The Water is Not an Enemy (Raquel)

I don’t swim. I’m rather fond of water, but only up to a point, and that point is about at my chin. Wandering around in shoulder high water is rather fun. Putting my face underwater is a horrible experience, not because of the actual water, but because of the suffocating panic which assures me that the water is trying to kill me and I’d better find some air NOW.

I had a week of swimming lessons once. All I remember is desperately thrashing around in the motions I’d been told to use, hoping that if I thrashed hard enough I would beat the water into submission and it wouldn’t kill me. (This probably says something about my approach to life in general. Over the weekend I had a chance to use a Wii for the first time, and while it was a lot of fun, spectators were continually reminding me, “It’s supposed to be a tennis racket, not nunchucks. It’s supposed to be a baseball bat, not a sword. You look like you’re trying to kill the ball.”)

So, when someone at our church offered swimming lessons, I thought, “Hey, that would be nice. I’d like to not feel like I might drown anytime I get near water.” I also had a wordless thought that went along with that, which was along the lines of, “Oh, no, I have to do battle with the water again.”

I practiced kicking off the side of the pool, something I don’t remember learning in my way-back-when swimming lesson experience. I figured out that I wasn’t going to drown because the pool was only four feet deep. (I knew this when I got in, of course, but I also had to figure it out as I went. Water can be sneaky, you know…) Then, one time when I kicked off I felt something I’d never felt before. I was moving through the water, and the water was holding me up.
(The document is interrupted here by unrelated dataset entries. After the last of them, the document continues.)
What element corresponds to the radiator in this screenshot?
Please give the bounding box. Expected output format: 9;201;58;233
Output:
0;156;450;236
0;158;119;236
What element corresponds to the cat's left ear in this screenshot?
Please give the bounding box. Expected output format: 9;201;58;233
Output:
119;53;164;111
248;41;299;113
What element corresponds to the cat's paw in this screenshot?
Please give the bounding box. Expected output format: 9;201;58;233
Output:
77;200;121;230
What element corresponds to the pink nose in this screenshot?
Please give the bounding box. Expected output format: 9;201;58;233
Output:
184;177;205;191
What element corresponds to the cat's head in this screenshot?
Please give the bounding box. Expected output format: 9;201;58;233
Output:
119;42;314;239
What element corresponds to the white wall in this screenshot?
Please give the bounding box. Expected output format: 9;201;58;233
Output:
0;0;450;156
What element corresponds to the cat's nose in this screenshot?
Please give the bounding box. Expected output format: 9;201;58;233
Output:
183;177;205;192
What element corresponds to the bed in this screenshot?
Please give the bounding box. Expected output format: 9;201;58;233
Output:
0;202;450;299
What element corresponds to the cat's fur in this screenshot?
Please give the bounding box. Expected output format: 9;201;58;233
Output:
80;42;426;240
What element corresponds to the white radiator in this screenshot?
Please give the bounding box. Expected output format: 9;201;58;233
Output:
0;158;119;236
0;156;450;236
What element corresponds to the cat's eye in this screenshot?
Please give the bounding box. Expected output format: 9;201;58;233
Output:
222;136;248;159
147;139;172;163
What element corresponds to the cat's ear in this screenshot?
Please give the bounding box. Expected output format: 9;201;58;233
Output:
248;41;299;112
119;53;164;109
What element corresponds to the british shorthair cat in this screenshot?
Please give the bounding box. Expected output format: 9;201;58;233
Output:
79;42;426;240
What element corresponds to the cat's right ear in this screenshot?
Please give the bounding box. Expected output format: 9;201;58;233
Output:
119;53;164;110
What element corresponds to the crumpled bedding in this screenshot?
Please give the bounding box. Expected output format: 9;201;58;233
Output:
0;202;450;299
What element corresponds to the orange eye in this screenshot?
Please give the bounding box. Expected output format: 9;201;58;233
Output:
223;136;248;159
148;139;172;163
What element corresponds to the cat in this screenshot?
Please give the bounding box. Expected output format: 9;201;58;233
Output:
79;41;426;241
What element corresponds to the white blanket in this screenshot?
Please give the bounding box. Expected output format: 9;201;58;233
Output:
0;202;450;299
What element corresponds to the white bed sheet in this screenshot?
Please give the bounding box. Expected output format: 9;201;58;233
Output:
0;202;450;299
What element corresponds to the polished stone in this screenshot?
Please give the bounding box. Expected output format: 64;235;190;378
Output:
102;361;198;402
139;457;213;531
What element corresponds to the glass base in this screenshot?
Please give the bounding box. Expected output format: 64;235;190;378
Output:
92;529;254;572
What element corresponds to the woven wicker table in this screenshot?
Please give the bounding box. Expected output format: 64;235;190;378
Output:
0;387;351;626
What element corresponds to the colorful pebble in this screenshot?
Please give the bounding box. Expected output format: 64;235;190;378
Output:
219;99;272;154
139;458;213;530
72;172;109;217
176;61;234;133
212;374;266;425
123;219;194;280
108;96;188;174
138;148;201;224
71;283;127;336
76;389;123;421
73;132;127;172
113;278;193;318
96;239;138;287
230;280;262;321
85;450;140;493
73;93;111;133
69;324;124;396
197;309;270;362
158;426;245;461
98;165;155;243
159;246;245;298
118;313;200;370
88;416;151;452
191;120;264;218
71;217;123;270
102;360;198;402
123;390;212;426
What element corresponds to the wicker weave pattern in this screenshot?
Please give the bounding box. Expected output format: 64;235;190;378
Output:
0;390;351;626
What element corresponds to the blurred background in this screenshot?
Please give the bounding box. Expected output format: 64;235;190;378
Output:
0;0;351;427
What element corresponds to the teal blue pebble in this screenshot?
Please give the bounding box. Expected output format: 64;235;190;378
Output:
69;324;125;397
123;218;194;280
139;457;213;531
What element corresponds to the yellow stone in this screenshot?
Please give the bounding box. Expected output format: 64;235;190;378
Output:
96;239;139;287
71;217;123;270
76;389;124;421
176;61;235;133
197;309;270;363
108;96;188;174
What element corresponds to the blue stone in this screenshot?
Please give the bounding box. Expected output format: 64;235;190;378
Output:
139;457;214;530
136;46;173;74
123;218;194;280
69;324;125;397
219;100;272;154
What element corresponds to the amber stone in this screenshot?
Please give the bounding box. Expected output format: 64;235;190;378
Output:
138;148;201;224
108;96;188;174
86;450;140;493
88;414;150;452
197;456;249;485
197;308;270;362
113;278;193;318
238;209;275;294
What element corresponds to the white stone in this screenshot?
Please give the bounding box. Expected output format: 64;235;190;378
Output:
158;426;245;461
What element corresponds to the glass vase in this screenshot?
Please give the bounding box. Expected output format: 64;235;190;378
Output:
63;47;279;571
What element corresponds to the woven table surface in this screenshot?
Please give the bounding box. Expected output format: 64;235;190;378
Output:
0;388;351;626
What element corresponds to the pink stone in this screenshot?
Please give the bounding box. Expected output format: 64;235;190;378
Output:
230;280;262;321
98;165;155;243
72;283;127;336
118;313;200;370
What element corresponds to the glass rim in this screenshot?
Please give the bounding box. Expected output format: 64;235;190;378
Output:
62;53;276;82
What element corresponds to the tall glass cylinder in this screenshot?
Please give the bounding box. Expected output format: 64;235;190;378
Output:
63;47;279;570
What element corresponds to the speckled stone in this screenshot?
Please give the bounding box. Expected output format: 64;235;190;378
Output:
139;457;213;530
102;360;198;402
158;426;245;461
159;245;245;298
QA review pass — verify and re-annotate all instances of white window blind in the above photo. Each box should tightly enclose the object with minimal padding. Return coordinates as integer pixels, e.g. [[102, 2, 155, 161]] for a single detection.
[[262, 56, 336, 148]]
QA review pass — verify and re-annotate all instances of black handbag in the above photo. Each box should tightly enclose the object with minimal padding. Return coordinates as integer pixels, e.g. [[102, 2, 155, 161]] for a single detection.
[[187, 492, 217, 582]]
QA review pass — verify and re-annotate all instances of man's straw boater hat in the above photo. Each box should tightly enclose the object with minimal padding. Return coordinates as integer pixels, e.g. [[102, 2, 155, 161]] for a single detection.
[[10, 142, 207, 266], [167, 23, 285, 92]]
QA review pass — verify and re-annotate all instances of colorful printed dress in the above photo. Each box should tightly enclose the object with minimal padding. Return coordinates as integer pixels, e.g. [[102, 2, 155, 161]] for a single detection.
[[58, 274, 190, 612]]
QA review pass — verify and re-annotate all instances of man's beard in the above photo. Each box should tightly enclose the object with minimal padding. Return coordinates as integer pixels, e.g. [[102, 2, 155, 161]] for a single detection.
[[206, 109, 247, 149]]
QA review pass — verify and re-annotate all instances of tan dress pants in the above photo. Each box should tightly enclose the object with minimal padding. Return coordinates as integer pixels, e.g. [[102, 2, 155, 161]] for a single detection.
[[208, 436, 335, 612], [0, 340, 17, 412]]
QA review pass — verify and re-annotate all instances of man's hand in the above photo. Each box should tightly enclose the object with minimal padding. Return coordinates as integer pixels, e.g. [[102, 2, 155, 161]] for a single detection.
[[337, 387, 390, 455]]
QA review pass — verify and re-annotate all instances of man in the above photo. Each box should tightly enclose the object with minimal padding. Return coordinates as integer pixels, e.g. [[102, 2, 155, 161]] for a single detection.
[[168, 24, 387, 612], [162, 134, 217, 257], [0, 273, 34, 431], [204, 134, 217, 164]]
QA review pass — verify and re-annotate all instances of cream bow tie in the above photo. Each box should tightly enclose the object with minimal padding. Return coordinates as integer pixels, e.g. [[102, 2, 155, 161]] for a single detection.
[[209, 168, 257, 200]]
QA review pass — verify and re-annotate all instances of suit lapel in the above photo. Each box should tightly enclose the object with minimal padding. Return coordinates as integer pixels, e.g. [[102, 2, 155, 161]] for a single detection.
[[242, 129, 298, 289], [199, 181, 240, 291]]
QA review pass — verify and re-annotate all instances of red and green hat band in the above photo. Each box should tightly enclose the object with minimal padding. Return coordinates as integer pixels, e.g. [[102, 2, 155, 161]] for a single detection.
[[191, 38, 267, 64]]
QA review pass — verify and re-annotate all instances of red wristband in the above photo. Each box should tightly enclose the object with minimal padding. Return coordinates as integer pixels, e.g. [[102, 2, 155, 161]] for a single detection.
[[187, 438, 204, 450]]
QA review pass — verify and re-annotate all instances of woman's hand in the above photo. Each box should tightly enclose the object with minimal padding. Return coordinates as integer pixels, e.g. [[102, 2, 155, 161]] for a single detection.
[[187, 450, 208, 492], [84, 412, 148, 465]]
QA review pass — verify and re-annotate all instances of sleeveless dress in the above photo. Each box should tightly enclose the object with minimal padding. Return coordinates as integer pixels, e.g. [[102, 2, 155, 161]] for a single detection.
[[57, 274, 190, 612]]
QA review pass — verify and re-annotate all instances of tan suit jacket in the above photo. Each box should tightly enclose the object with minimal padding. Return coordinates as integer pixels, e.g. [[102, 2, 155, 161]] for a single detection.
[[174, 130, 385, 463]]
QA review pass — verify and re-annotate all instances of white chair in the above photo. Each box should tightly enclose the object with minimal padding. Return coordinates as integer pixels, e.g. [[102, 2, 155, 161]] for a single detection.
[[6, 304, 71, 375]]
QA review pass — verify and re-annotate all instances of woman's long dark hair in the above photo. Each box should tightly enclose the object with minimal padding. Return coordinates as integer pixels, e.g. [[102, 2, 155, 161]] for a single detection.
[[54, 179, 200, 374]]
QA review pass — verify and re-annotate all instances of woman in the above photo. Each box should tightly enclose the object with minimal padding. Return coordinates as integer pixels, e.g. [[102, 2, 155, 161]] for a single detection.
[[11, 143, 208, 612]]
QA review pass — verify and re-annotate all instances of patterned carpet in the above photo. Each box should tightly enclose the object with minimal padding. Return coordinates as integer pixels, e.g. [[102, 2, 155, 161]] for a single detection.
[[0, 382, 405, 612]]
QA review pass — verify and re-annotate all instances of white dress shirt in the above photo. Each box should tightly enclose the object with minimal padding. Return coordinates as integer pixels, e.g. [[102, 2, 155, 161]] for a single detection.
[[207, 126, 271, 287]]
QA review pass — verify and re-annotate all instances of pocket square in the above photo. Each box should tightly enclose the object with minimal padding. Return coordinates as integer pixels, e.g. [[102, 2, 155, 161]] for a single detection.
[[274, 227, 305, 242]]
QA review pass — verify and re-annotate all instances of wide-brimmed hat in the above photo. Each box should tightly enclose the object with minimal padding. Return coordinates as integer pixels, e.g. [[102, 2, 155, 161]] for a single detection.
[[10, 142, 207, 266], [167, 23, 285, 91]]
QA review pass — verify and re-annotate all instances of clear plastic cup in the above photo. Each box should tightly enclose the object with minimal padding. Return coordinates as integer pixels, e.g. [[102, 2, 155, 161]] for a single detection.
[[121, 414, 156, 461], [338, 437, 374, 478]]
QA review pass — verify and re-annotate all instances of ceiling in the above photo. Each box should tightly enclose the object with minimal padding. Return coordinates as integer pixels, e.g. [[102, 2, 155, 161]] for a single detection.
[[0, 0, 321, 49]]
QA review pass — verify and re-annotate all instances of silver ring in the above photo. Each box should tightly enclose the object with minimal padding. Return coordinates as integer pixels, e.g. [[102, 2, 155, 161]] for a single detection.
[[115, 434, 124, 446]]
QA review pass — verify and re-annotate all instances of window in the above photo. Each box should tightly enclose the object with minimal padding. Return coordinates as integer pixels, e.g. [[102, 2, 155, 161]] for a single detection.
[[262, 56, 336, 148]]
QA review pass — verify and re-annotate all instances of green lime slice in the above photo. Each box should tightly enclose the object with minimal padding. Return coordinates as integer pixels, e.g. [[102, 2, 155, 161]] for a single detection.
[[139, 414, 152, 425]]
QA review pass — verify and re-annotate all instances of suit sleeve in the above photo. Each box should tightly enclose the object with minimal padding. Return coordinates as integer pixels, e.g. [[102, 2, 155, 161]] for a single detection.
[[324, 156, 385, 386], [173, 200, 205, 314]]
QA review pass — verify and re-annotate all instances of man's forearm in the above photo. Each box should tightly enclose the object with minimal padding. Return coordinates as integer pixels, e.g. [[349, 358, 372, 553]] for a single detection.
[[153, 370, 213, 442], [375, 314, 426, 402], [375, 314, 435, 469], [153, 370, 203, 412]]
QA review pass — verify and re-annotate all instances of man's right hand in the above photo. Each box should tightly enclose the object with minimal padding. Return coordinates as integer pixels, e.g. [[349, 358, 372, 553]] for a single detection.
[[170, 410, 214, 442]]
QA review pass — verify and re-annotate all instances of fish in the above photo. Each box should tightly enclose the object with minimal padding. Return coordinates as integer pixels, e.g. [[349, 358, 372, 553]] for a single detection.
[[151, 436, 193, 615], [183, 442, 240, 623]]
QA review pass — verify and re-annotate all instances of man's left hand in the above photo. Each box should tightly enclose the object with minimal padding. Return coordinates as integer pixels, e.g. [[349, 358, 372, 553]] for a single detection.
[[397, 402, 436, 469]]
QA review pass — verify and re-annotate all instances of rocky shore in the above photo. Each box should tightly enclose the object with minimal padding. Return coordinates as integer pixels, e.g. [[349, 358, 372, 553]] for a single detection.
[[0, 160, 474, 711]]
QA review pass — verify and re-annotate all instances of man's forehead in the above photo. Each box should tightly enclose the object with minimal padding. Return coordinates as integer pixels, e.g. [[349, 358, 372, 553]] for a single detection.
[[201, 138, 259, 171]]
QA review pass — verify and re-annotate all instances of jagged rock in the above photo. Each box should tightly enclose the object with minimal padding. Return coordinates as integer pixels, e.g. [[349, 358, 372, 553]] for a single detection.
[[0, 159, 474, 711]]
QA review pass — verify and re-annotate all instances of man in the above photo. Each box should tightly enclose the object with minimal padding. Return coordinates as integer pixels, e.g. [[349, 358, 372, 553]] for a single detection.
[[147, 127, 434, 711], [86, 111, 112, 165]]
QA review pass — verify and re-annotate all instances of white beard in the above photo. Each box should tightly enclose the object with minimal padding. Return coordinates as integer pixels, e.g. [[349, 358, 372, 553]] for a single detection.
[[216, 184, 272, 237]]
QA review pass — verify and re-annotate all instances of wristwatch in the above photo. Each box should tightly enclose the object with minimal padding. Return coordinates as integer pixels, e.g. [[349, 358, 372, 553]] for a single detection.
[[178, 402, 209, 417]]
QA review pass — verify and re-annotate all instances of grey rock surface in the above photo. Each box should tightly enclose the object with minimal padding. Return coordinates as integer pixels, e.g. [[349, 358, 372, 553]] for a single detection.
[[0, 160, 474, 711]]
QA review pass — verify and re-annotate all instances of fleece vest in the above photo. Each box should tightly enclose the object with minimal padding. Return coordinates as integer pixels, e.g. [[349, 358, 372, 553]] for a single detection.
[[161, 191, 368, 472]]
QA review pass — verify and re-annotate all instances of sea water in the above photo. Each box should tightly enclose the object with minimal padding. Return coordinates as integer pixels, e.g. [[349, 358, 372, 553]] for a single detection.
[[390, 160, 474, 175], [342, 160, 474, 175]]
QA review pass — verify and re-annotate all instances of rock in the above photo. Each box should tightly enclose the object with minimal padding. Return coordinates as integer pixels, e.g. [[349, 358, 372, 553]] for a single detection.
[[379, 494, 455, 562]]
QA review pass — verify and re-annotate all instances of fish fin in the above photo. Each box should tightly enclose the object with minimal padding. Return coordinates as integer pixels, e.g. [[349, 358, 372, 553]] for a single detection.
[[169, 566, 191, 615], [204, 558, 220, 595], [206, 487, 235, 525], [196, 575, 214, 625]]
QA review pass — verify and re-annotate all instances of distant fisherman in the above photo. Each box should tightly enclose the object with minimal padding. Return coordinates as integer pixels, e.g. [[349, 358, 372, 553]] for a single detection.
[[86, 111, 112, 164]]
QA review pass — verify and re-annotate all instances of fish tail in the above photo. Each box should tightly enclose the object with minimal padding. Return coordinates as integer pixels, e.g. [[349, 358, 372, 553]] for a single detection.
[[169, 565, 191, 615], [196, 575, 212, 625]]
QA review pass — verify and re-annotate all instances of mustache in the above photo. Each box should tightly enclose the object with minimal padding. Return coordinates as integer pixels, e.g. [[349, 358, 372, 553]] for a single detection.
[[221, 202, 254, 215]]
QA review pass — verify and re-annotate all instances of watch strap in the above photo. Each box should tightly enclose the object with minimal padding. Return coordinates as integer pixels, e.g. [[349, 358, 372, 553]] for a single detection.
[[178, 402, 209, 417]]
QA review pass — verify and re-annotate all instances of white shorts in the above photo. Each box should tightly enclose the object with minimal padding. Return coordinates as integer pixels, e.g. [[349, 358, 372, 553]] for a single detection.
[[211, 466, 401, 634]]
I wasn’t thrashing. I wasn’t even moving, except by momentum. I was just slipping through the water near the surface. I don’t think I’d ever believed it was really possible until that moment. I’d probably still drown if you threw me the ocean without a life preserver, but give me few days. I’m pretty sure this whole swimming thing could actually work now.

Comments

  1. MacAvram
    August 18th, 2007 | 5:02 pm

    When I learned to swim, one of the first things I learned was called “The Dead Man’s Float”. Learning how I should float if I die in the water.Don’t think that wasn’t encouraging.